Convinced that everyone needs a new way of seeing disability, especially those who care for people with disabilities ("I hate the pity of people who say 'I could never do what you do… thank God Sirio has a mother like you.' Everyone I met in the trenches could do it. We'd do it even better without empty words that paint us as heroines while abandoning us to a life confined behind closed doors, somewhere else, far away"), Perniciaro emphasizes that Sirio's many victories have been possible only through the essential daily collaboration of many professionals—speech therapists, nurses, psychomotor specialists: "Sirio is their son too." Among these victories is school, which she rightly calls essential. Yet she denounces the scandal of treatment that depends on where you live.
In this book, Perniciaro shares much of herself—both the difficult, profoundly difficult parts (describing "that pain which knows no detonation" in "mothers who try not to feel guilty, who are not guilty but don't know it") and the surprising ones—with generous, powerful, skillful prose. She lets us into her world as a woman deeply loved and loving, as a daughter, a worker, and mother to Nilo too (whose role as brother marks her existence inevitably). An older brother quite unlike other brothers, whose words open each chapter—pearls and stones at once, capable of awakening us and letting us sense how fertile his gaze can be for Sirio and for us. Beside her is Paolo, a man who became a full-time caregiver: guardian of hopes, sometimes hopes beyond hope, for his family.

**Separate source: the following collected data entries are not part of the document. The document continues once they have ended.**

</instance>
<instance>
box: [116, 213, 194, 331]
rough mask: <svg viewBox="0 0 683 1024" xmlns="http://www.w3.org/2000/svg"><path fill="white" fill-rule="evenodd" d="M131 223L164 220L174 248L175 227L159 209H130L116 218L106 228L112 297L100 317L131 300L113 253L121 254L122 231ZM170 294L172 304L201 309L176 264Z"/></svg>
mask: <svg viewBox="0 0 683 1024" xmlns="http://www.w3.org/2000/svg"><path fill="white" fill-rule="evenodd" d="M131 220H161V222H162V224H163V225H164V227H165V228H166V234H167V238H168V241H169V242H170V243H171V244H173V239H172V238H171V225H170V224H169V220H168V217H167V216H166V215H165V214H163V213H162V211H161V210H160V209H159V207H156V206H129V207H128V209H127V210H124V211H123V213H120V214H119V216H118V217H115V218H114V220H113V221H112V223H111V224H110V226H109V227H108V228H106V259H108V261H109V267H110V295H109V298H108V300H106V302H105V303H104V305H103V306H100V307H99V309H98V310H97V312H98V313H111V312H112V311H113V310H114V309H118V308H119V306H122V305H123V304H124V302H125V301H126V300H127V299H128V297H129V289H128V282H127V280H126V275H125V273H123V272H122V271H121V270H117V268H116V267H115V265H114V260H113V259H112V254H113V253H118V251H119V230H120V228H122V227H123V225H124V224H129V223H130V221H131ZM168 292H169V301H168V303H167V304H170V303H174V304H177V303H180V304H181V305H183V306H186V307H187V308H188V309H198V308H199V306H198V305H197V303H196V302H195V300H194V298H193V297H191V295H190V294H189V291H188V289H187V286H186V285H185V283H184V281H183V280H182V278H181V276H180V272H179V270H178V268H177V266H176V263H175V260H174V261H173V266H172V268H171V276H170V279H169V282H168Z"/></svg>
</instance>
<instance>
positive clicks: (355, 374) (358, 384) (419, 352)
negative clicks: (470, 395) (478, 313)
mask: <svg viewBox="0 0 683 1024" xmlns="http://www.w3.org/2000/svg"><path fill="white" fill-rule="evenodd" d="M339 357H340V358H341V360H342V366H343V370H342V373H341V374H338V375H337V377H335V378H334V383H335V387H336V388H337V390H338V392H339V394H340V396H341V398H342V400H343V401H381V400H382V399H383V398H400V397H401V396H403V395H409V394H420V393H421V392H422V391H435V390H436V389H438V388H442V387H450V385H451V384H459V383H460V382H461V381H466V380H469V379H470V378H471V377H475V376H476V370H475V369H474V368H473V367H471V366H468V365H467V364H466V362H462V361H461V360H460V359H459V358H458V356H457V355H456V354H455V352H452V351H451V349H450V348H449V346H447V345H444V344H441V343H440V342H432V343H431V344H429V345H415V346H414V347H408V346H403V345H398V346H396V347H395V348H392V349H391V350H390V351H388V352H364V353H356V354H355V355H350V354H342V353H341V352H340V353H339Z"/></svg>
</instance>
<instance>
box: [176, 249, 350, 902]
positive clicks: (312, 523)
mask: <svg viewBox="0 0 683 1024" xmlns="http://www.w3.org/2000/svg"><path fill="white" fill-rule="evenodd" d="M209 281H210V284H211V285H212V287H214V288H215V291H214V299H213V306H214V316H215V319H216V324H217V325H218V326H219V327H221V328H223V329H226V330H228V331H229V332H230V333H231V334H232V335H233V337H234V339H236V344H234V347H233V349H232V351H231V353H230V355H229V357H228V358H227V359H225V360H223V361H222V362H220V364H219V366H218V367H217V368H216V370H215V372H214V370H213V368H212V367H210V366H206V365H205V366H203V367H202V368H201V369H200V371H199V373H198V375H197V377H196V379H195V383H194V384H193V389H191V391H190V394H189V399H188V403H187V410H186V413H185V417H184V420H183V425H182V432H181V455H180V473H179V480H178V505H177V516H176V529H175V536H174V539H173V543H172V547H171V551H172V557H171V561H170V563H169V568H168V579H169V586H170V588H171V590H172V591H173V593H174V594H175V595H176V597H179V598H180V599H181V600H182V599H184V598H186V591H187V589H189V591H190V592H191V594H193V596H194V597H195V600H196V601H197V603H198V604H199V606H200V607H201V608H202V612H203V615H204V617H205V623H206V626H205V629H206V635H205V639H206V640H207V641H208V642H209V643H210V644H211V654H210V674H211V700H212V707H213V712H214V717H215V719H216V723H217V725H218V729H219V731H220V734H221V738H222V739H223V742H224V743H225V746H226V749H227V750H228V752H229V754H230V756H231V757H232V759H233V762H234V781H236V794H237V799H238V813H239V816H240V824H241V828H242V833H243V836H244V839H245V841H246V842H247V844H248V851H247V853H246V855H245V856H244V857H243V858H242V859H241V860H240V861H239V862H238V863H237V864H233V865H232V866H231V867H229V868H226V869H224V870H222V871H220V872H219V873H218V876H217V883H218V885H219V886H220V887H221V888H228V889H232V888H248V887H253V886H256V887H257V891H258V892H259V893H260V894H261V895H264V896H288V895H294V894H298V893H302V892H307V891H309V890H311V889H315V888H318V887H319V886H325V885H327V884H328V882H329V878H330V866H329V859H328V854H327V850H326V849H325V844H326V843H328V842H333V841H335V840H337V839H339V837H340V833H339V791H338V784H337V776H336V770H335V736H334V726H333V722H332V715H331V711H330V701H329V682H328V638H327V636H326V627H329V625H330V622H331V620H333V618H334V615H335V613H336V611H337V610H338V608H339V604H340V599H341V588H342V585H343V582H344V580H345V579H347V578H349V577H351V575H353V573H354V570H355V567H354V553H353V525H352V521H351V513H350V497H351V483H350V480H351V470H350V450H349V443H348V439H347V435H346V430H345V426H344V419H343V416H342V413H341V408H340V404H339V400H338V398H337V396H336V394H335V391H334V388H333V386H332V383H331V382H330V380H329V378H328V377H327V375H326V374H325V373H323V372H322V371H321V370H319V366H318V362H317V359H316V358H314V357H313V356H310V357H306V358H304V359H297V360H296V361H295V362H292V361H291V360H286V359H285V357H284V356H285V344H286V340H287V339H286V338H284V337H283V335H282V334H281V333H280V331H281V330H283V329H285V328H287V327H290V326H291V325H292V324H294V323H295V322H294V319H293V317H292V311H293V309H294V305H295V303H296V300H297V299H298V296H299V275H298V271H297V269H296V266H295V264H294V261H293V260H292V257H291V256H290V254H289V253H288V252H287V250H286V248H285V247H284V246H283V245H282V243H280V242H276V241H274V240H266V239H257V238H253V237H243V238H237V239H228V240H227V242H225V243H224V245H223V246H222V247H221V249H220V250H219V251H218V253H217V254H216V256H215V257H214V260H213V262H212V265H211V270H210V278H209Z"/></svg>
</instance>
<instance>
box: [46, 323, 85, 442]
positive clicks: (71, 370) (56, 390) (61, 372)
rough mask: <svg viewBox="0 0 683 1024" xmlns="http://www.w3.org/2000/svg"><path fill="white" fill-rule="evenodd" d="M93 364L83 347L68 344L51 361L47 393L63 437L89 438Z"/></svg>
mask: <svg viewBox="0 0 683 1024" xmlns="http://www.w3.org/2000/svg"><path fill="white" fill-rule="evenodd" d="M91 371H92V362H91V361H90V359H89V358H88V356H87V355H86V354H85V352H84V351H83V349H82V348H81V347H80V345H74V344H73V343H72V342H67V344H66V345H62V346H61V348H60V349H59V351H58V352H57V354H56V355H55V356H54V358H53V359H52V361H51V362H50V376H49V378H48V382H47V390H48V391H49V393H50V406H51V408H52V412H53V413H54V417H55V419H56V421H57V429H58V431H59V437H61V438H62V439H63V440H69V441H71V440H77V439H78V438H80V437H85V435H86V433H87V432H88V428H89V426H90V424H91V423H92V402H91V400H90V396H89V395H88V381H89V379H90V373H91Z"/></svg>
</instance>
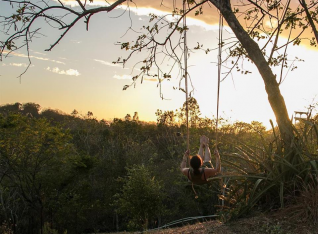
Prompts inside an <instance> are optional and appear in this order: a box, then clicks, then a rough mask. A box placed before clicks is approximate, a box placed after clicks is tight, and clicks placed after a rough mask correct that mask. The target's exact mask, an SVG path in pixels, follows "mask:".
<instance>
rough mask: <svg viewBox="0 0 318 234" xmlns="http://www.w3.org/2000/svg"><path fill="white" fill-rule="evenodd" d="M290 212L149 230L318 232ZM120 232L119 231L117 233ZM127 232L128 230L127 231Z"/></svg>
mask: <svg viewBox="0 0 318 234" xmlns="http://www.w3.org/2000/svg"><path fill="white" fill-rule="evenodd" d="M286 216H288V214H284V213H275V214H269V215H264V214H259V215H255V216H253V217H249V218H243V219H239V220H237V221H234V222H230V223H226V224H224V223H221V222H219V221H216V220H215V221H208V222H203V223H197V224H193V225H185V226H183V227H176V228H170V229H164V230H160V231H148V232H143V233H149V234H154V233H158V234H175V233H182V234H190V233H193V234H207V233H215V234H260V233H269V234H318V228H317V226H315V225H313V224H310V223H304V222H301V221H297V220H293V221H291V220H288V219H287V217H286ZM117 234H118V233H117ZM126 234H127V232H126Z"/></svg>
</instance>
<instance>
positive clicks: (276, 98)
mask: <svg viewBox="0 0 318 234" xmlns="http://www.w3.org/2000/svg"><path fill="white" fill-rule="evenodd" d="M210 2H211V3H212V4H213V5H214V6H215V7H216V8H218V9H219V10H220V12H221V14H222V15H223V17H224V19H225V20H226V21H227V23H228V25H229V27H230V28H231V29H232V31H233V32H234V34H235V35H236V37H237V39H238V40H239V41H240V43H241V44H242V46H243V47H244V49H245V50H246V52H247V54H248V56H249V58H250V59H251V60H252V61H253V62H254V63H255V65H256V67H257V69H258V71H259V73H260V75H261V76H262V78H263V81H264V84H265V90H266V92H267V95H268V101H269V103H270V105H271V107H272V110H273V112H274V114H275V117H276V122H277V124H278V127H279V131H280V134H281V137H282V139H283V141H284V143H285V147H286V148H287V149H288V148H290V147H291V144H292V140H293V137H294V135H293V125H292V122H291V121H290V119H289V117H288V112H287V108H286V104H285V101H284V98H283V96H282V95H281V93H280V89H279V85H278V83H277V81H276V76H275V75H274V74H273V71H272V69H271V68H270V66H269V64H268V63H267V61H266V60H265V57H264V55H263V53H262V51H261V50H260V48H259V46H258V44H257V43H256V42H255V41H254V40H253V39H252V38H251V37H250V36H249V35H248V33H247V32H246V31H245V30H244V28H243V27H242V26H241V24H240V23H239V21H238V20H237V18H236V16H235V14H234V13H233V11H232V8H231V3H230V0H210Z"/></svg>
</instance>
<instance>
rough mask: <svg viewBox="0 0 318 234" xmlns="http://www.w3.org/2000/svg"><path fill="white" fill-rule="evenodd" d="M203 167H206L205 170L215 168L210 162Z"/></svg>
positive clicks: (205, 162)
mask: <svg viewBox="0 0 318 234" xmlns="http://www.w3.org/2000/svg"><path fill="white" fill-rule="evenodd" d="M201 167H204V168H214V167H213V165H212V163H211V162H210V161H209V162H204V163H203V165H202V166H201Z"/></svg>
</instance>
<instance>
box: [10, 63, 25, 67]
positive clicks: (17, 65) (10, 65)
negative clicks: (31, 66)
mask: <svg viewBox="0 0 318 234" xmlns="http://www.w3.org/2000/svg"><path fill="white" fill-rule="evenodd" d="M9 66H14V67H27V66H28V65H27V64H25V63H9Z"/></svg>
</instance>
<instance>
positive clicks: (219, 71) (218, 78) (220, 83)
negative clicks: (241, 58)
mask: <svg viewBox="0 0 318 234" xmlns="http://www.w3.org/2000/svg"><path fill="white" fill-rule="evenodd" d="M222 43H223V16H222V14H221V12H219V44H218V46H219V47H218V88H217V102H216V103H217V104H216V123H215V142H216V143H215V147H216V149H217V145H218V143H219V137H218V135H219V134H218V132H219V131H218V128H219V109H220V84H221V68H222Z"/></svg>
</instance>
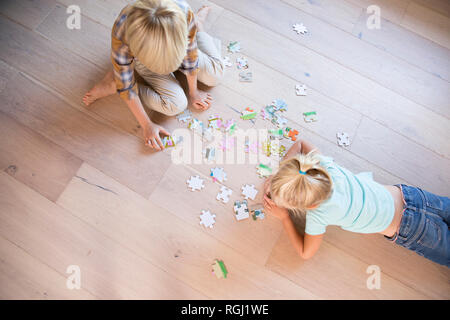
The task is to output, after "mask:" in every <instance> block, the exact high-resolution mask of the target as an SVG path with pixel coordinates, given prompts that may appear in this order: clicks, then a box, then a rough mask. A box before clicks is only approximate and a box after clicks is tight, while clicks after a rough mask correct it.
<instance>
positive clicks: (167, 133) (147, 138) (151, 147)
mask: <svg viewBox="0 0 450 320" xmlns="http://www.w3.org/2000/svg"><path fill="white" fill-rule="evenodd" d="M161 133H162V134H163V135H166V136H169V135H170V133H169V132H168V131H167V130H166V129H164V128H163V127H161V126H159V125H157V124H151V125H150V124H149V125H147V126H145V127H144V128H143V135H144V141H145V145H147V146H149V147H150V148H153V149H156V150H163V149H164V145H163V144H162V141H161V137H160V136H159V135H160V134H161Z"/></svg>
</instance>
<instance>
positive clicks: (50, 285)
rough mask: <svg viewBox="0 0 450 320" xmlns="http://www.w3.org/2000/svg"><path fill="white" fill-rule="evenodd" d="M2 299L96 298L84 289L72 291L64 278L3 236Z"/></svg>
mask: <svg viewBox="0 0 450 320" xmlns="http://www.w3.org/2000/svg"><path fill="white" fill-rule="evenodd" d="M0 256H1V257H2V258H1V259H0V283H1V286H0V299H2V300H10V299H12V300H15V299H39V300H43V299H50V300H54V299H95V298H96V297H95V296H93V295H92V294H91V293H89V292H88V291H86V290H84V289H83V288H81V289H79V290H76V289H74V290H69V289H67V286H66V281H67V278H66V277H68V276H69V274H66V275H62V274H60V273H58V272H56V271H55V270H53V269H52V268H50V267H48V266H47V265H46V264H44V263H42V262H41V261H39V260H38V259H36V258H34V257H32V256H31V255H29V254H28V253H27V252H25V251H24V250H23V249H21V248H19V247H18V246H16V245H15V244H13V243H11V242H10V241H8V240H6V239H5V238H3V237H1V236H0Z"/></svg>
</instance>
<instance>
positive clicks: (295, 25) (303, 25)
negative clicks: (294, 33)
mask: <svg viewBox="0 0 450 320" xmlns="http://www.w3.org/2000/svg"><path fill="white" fill-rule="evenodd" d="M292 28H293V29H294V31H295V32H297V34H300V33H301V34H305V33H307V32H308V29H306V27H305V26H304V25H303V23H296V24H294V25H293V26H292Z"/></svg>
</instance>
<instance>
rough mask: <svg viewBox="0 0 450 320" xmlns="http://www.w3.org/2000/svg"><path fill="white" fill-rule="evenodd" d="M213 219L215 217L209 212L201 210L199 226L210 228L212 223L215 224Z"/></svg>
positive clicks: (210, 212)
mask: <svg viewBox="0 0 450 320" xmlns="http://www.w3.org/2000/svg"><path fill="white" fill-rule="evenodd" d="M215 217H216V215H215V214H211V212H209V210H208V211H205V210H202V214H201V215H200V224H202V225H204V226H205V227H206V228H212V227H213V226H214V223H216V220H215Z"/></svg>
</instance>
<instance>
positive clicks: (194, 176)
mask: <svg viewBox="0 0 450 320" xmlns="http://www.w3.org/2000/svg"><path fill="white" fill-rule="evenodd" d="M203 181H204V180H203V179H200V176H191V178H190V179H189V180H187V181H186V183H187V184H188V187H189V188H190V189H191V191H195V190H201V189H203V188H204V187H205V185H204V184H203Z"/></svg>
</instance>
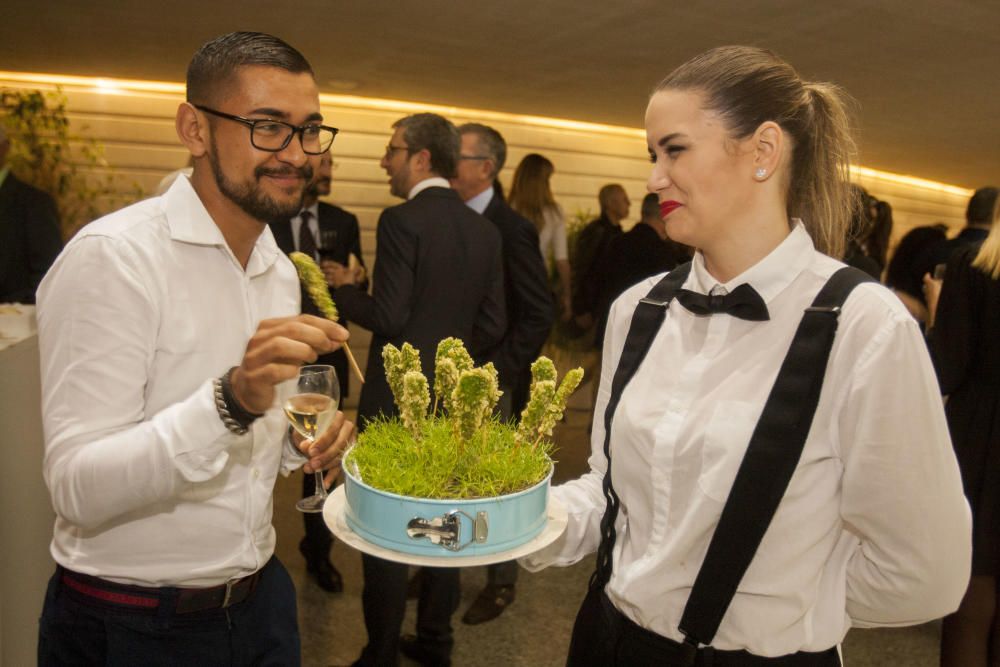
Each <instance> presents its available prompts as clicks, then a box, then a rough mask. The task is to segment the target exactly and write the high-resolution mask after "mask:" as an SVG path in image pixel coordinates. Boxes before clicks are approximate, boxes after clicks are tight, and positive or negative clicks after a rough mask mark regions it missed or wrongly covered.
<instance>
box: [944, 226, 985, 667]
mask: <svg viewBox="0 0 1000 667" xmlns="http://www.w3.org/2000/svg"><path fill="white" fill-rule="evenodd" d="M998 216H1000V208H997V209H995V210H994V216H993V227H992V229H991V231H990V234H989V236H988V237H987V238H986V240H985V241H984V242H983V244H982V246H981V247H976V246H971V247H969V248H966V249H964V250H961V251H959V252H957V253H955V254H954V255H952V257H951V259H950V260H949V261H948V265H947V268H946V269H945V279H944V283H943V284H942V285H941V293H940V297H939V299H938V304H937V312H936V316H935V318H934V326H933V328H932V330H931V333H930V339H931V349H932V351H933V353H934V357H935V363H936V365H937V368H938V374H939V377H940V381H941V391H942V393H944V394H945V395H946V396H948V404H947V406H946V413H947V416H948V427H949V429H950V431H951V438H952V442H953V444H954V446H955V453H956V455H957V457H958V462H959V467H960V468H961V471H962V483H963V485H964V487H965V495H966V497H967V498H968V499H969V504H970V505H971V506H972V517H973V536H972V579H971V581H970V583H969V588H968V590H967V591H966V594H965V597H964V598H963V599H962V603H961V606H960V607H959V609H958V611H957V612H956V613H954V614H952V615H951V616H948V617H947V618H945V621H944V625H943V632H942V638H941V665H942V666H943V667H951V666H958V665H961V666H962V667H977V666H979V665H984V666H985V665H996V664H1000V613H998V606H1000V605H998V599H1000V588H998V581H1000V580H998V575H1000V225H998V224H997V218H998ZM925 283H927V287H928V296H929V297H932V296H933V293H934V292H935V288H936V287H937V285H936V283H935V281H932V280H931V279H930V278H929V277H926V278H925ZM928 301H929V305H930V306H933V303H932V302H933V299H932V298H929V299H928Z"/></svg>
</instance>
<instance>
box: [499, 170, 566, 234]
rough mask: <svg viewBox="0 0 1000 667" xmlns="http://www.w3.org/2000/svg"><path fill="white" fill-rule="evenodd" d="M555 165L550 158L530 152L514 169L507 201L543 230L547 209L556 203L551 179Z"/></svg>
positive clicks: (552, 205)
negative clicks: (513, 172) (512, 177)
mask: <svg viewBox="0 0 1000 667" xmlns="http://www.w3.org/2000/svg"><path fill="white" fill-rule="evenodd" d="M554 171H555V167H554V166H552V162H550V161H549V159H548V158H546V157H544V156H542V155H539V154H538V153H528V154H527V155H525V156H524V158H523V159H522V160H521V162H520V164H518V165H517V169H515V170H514V180H513V181H512V182H511V185H510V196H509V197H508V198H507V202H508V203H509V204H510V207H511V208H512V209H514V210H515V211H517V212H518V213H520V214H521V215H523V216H524V217H526V218H527V219H528V220H531V221H532V222H533V223H535V227H536V228H537V229H538V230H539V231H541V229H542V227H543V226H545V209H547V208H550V207H552V206H555V205H556V200H555V198H554V197H553V196H552V187H551V186H550V185H549V179H550V178H552V173H553V172H554Z"/></svg>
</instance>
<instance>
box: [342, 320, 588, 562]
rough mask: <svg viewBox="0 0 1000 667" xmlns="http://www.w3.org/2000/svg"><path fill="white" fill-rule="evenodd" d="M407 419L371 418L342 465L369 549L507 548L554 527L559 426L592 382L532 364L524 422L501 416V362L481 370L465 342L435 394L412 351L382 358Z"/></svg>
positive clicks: (434, 385) (449, 349) (354, 508)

Perniciaro deserves credit for bringing the dreams and desires of one family out beyond their home's walls—desires so essential to life (playing, sports, school, vacations) yet still too often won through hard battles. She imagines a future truly shared. A future in which the adult Sirio becomes can find his own path. For now he is a "little builder of integration who wants no guides. He wants us beside him, yes, but only to be accompanied and helped on a journey he wants to choose for himself. Isn't that what every mother desires most?" Without question. It is for us as well. We warmly invite you to discover Sirio's story so far—a boy among boys "usually not made this way."